Do you create business or just fulfill it? Look at your pipeline…where do your deals mostly come from? Referrals? Referrals are good, however, there just aren’t enough of them. When the economy is weak, companies cut back on expansion, decision making moves higher up the ladder, and sales cycles lengthen. Only those who are able to create business can experience long term success in this type of market.
The 5% Rule
Michael Bosworth, back in 1995, wrote, “Assume 5% of the people you might call on are in the market for some new thing (in our case, new technology), the remaining 95% don’t perceive they have a need” (Paraphrased of course). But they do have needs, they just don’t know what they are, or feel they are impossible to solve right now. The average sales person is going after that 5% group, and it’s crowded! The competition is fierce.

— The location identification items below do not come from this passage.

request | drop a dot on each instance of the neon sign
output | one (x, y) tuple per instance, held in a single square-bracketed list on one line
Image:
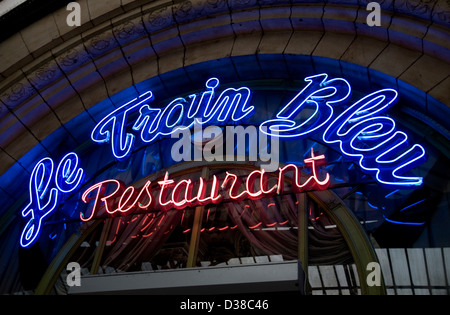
[(116, 200), (46, 188), (154, 122), (360, 132)]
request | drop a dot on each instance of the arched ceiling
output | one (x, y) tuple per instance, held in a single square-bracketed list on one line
[(51, 73)]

Creating business means, going after the 95%. The creative sales person gains access to buyers who don’t know they have a need, and then demonstrates that need with compelling justification and a track record to prove they can fulfill what they’re talking about. Security is just one area that is predictably needed in every account. Most companies are doing the wrong things, and security issues are going unaddressed. But how do you find these people, and what does it take to move them forward?
The Value Proposition
We’ve been lied to. We’ve been lulled into thinking people want great technology features; the latest gadget (Unfortunately, the latest gadget sells for about $500 and is made by Apple, which you probably don’t sell). But they don’t. At least the economic buyers don’t (well, maybe they do want an iPad). They want strong businesses, profitable businesses, efficient businesses, and secure businesses. The “value proposition” must focus on real business value, and that means you’re addressing real business issues. As you’re planning for next year, start thinking through your message, your selling strategy, and what you say in your meetings, especially those early meetings while introducing your company. Is your message unique? Compelling? Interesting? And are you getting in front of people who can make a decision? Are you getting demoted back down to non-decision makers after a first meeting? Be honest with yourself. If you’re answers are, “Not very unique” and “Not associating with higher level managers”, your messaging and positing are likely central to the problem. From there, you need a way to reach the 95%. And that means getting the message out. Events, social networking, educational presentations,…there are numerous ways to do it. So, bottom line; first you must have a message built to stimulate action, then a means to take it to market. This is the foundation of your 2011 sales strategy.